N_1 = torch.autograd.grad(N_0, t, ones, retain_graph=True)[0]

eqy · April 6, 2023, 7:36pm

What is being done in self.net? I cannot reproduce the code as written.

Yash_Ramani · April 6, 2023, 8:43pm

I may not be able to reveal the entire code but self.net consists of the layers of the network.

I have a feeling it may be one particular section of my code that could be causing this error (I may be wrong though).
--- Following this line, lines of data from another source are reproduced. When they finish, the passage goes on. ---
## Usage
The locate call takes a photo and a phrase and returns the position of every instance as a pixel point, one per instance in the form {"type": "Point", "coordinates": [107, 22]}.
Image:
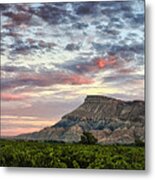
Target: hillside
{"type": "Point", "coordinates": [109, 120]}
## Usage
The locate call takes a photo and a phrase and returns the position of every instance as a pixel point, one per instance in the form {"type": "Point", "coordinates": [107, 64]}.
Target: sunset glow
{"type": "Point", "coordinates": [55, 54]}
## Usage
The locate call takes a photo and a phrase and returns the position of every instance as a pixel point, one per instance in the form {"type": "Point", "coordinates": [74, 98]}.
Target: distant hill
{"type": "Point", "coordinates": [109, 120]}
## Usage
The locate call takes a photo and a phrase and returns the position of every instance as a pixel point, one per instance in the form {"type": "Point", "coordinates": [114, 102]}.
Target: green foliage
{"type": "Point", "coordinates": [41, 154]}
{"type": "Point", "coordinates": [88, 138]}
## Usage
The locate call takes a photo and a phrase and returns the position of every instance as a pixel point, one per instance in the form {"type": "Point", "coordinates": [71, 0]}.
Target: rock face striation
{"type": "Point", "coordinates": [109, 120]}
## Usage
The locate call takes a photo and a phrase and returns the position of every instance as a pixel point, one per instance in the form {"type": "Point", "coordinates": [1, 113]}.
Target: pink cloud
{"type": "Point", "coordinates": [12, 97]}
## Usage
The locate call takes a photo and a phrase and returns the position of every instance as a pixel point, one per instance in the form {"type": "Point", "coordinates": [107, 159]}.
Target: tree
{"type": "Point", "coordinates": [88, 138]}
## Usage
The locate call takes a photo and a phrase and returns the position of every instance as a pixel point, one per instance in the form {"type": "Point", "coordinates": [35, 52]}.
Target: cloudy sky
{"type": "Point", "coordinates": [55, 54]}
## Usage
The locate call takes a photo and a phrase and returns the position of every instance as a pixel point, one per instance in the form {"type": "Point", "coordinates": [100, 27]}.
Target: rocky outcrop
{"type": "Point", "coordinates": [109, 120]}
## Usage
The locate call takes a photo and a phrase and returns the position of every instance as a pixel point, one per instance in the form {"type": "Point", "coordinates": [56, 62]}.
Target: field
{"type": "Point", "coordinates": [54, 155]}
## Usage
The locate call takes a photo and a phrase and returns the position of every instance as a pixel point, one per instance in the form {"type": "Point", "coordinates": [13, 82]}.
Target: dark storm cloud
{"type": "Point", "coordinates": [79, 25]}
{"type": "Point", "coordinates": [135, 48]}
{"type": "Point", "coordinates": [44, 80]}
{"type": "Point", "coordinates": [84, 66]}
{"type": "Point", "coordinates": [86, 8]}
{"type": "Point", "coordinates": [117, 79]}
{"type": "Point", "coordinates": [72, 47]}
{"type": "Point", "coordinates": [9, 68]}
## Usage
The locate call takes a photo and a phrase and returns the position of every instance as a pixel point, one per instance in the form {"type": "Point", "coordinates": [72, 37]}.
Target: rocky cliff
{"type": "Point", "coordinates": [109, 120]}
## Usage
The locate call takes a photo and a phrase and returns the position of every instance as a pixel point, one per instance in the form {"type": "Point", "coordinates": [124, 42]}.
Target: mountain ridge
{"type": "Point", "coordinates": [110, 120]}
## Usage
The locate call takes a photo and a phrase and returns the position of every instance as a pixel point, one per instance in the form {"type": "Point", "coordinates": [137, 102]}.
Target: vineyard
{"type": "Point", "coordinates": [54, 155]}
In one of the layers in the network, I am initialising the weights of the linear part (before applying the activations) as follows:

        with torch.no_grad():
            if self.is_first:
                self.linear.weight.uniform_(-1 / self.in_features, 
                                             1 / self.in_features)

Could using torch.no_grad() be the issue?

AlphaBetaGamma96 · April 6, 2023, 9:25pm

Hi @Yash_Ramani

You could also have a look at torch.func, docs here: torch.func — PyTorch 2.0 documentation

That would allow for you to compute the output and gradients at the same time, but its syntax is a bit different. Here’s an example.

net = Model(*args, **kwargs)
params = dict(net.named_parameters())

def compute_output(params, inputs):
  outputs = torch.func.functional_call(net, params, inputs)
  return outputs, outputs 

def grad_and_value(params, inputs):
  gradients, values = torch.func.grad(compute_output, has_aux=True)(inputs) #use jacrev/jacfwd for multiple outputs
  return gradients, value

#vectorize the gradient/output function
gradients, outputs = vmap(grad_and_value, in_dims=(None, 0))(params, inputs)

Yash_Ramani · April 6, 2023, 11:14pm

Hi @AlphaBetaGamma96!

Thank you for your answer. I think I have understood the code you provided and have used it in my context as such:

    def compute_output(self, inputs):
      outputs = torch.func.functional_call(self.net, self.params, inputs)
      return outputs, outputs 

    def grad_and_value(self, inputs):
      gradients, values = torch.func.jacrev(self.compute_output, has_aux=True)(inputs) #use jacrev/jacfwd for multiple outputs
      return gradients, values
    
    def forward(self, t):
        # t.requires_grad = True
        # N_0 = self.net(t)
        # ones = torch.ones_like(N_0)
        # N_1 = torch.autograd.grad(N_0, t, ones, retain_graph=True)[0]
        gradients, outputs = torch.vmap(self.grad_and_value, in_dims=(None, 0))(t)
        return t, outputs, gradients

where

self.params = dict(self.net.named_parameters())

However, I get the error

ValueError: vmap(grad_and_value, in_dims=(None, 0), ...)(<inputs>): in_dims is not compatible with the structure of `inputs`. in_dims has structure TreeSpec(tuple, None, [*,
                       *]) but inputs has structure TreeSpec(tuple, None, [*]).

in the line

gradients, outputs = torch.vmap(self.grad_and_value, in_dims=(None, 0))(t)

I also get the same error when using torch.func.grad

AlphaBetaGamma96 · April 13, 2023, 9:39pm

Make sure to have a minimal reproducible example, and check that you have an nn.Module object.